Mary and I are up to 75,000 words with about five chapters left on the book we started well before Tuesday, so with that head start maybe -- maybe -- we'll beat everyone to the finish.

One thing I've noticed is how anything related to what we're writing leaps out from the headlines. For example: Ancient tradition revived to turn honey into money

"Beekeeping has been there for 5,000 years," says Malcolm Sanford, professor emeritus at the University of Florida who went to Iraq this year to study the country's beekeeping industry.

It's "where it kind of started," Sanford says.

Iraq's honey industry fell on hard times during the reign of Saddam Hussein.

One of Baghdad's largest beekeeping centers, just south of Baghdad in Rashidiya, was closed and converted to a military base in 1992 by Saddam's Republican Guards. By 2002, government support for the industry had nearly vanished, and exports were virtually zero.
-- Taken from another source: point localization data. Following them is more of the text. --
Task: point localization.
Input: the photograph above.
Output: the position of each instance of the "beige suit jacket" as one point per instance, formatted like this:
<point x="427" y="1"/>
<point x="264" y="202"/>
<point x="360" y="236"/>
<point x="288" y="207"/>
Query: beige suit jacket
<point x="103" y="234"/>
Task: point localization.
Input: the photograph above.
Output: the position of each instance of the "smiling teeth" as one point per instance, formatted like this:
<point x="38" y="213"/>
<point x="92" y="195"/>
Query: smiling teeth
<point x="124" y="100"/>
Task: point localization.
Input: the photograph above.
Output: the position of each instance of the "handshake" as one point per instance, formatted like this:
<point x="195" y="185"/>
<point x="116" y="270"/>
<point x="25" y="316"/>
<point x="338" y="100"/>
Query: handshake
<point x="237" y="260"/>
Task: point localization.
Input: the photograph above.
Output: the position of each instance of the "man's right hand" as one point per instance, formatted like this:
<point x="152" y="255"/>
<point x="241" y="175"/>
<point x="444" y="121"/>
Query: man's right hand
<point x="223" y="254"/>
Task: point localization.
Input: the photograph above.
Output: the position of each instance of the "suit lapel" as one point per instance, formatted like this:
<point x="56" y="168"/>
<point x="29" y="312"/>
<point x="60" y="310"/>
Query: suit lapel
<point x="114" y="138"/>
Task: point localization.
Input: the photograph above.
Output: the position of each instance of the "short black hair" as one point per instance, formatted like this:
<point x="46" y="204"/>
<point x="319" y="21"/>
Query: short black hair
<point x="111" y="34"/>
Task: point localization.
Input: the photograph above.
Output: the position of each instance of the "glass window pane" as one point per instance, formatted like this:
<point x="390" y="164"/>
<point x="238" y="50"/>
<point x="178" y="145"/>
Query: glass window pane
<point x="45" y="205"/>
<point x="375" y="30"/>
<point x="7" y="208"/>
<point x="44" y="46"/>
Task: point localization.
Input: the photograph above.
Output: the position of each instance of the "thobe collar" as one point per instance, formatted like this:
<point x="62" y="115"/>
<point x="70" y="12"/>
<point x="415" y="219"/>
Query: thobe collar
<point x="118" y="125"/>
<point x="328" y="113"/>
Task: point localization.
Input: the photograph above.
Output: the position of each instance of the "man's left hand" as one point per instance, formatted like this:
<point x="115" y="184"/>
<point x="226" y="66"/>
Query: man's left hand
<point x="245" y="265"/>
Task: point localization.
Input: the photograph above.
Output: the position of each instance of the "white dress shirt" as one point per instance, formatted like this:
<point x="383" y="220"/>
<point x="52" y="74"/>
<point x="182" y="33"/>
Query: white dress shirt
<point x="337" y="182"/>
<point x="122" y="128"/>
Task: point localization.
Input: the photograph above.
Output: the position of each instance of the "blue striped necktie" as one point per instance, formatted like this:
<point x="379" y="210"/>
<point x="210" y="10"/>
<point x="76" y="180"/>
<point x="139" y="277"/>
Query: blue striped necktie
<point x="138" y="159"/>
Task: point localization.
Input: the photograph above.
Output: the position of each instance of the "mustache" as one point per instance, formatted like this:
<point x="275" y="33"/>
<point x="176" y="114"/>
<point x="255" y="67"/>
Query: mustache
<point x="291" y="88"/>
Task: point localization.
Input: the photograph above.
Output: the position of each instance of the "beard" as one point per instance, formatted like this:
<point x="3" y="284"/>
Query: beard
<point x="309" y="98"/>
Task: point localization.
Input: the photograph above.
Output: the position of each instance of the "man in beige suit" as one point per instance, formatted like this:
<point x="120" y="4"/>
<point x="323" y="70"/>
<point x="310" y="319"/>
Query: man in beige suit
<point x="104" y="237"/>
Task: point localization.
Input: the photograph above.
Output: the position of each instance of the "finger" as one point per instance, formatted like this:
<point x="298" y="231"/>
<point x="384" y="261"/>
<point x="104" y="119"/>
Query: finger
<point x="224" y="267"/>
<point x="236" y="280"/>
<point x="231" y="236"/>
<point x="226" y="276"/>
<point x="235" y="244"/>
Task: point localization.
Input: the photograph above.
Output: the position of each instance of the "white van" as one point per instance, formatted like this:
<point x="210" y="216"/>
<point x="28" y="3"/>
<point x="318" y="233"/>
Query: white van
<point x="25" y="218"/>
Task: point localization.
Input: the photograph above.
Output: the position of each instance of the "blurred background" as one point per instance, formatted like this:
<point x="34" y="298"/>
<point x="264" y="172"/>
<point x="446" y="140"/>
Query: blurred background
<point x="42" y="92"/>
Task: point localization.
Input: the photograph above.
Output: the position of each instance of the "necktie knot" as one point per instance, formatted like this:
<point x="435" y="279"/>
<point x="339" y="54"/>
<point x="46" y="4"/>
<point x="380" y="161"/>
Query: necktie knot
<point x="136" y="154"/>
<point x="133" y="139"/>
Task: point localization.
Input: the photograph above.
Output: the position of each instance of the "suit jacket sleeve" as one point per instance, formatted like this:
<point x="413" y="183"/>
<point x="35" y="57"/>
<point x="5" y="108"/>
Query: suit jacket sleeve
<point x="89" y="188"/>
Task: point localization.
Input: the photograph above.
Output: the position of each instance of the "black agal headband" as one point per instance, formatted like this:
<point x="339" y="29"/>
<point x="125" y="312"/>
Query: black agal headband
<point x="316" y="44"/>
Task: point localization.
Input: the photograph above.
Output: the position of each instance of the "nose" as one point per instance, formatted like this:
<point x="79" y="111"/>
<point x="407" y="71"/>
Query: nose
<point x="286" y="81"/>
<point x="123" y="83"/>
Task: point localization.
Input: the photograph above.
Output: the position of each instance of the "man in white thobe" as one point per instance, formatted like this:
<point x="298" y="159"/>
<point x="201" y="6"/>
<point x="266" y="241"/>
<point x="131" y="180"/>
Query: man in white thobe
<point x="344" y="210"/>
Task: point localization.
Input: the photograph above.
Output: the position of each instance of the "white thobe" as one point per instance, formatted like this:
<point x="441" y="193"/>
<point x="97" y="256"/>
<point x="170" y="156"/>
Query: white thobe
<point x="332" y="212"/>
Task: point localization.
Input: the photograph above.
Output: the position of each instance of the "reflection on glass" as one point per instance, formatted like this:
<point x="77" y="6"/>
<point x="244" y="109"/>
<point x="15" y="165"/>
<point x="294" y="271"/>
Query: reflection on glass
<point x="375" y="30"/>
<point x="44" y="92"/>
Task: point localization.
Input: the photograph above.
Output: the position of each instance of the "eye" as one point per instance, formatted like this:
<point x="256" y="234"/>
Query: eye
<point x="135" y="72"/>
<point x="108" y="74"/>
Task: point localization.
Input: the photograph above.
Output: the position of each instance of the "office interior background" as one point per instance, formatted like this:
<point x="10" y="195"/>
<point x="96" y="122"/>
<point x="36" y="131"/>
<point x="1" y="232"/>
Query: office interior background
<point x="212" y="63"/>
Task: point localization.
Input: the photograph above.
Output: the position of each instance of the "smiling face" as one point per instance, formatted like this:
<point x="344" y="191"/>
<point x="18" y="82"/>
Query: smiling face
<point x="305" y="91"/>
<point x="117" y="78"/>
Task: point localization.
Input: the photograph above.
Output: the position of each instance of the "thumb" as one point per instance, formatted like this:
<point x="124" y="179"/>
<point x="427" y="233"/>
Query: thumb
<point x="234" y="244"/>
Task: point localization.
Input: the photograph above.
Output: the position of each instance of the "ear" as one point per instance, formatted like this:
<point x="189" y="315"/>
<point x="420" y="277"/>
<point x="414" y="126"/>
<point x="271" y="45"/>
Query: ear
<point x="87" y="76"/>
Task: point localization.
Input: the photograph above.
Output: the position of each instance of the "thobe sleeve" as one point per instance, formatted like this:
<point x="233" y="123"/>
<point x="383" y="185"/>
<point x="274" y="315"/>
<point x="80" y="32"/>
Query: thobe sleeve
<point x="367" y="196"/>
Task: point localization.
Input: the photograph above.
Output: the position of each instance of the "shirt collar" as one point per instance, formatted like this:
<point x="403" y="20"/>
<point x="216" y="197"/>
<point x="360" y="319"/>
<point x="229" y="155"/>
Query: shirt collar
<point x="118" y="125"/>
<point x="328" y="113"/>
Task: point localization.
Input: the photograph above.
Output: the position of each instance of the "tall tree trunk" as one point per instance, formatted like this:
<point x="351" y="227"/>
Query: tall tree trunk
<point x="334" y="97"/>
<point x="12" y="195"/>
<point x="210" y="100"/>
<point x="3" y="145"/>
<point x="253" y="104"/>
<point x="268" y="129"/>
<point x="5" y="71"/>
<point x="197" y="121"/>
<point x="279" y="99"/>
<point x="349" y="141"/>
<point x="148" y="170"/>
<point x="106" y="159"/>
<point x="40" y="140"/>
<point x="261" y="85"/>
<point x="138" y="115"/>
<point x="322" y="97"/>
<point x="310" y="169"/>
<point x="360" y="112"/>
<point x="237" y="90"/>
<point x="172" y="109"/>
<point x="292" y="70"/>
Now, Iraqi beekeepers are trying to revive their decrepit industry. With money from the U.S. Agency for International Development, carpenters are being trained to build efficient apiaries.

That story I noticed because one of the minor characters in Six For Gold is an itinerant Egyptian beekeeper. They used transport cylindrical clay hives along the Nile, following the seasons as flowers opened, allowing the bees to "graze."

Then there was the discovery of the grave of Copernicus.

Polish archeologists believe they have located the grave of 16th-century astronomer and solar-system proponent Nicolaus Copernicus in a Polish church, one of the scientists announced Thursday.

Copernicus, who died in 1543 at 70 after challenging the ancient belief that the sun revolved around the earth, was buried at the Roman Catholic cathedral in the city of Frombork, 180 miles north of the capital, Warsaw.

This caught my eye because a Victorian flat earth society figures in a small way in our current book. The one we might yet finish!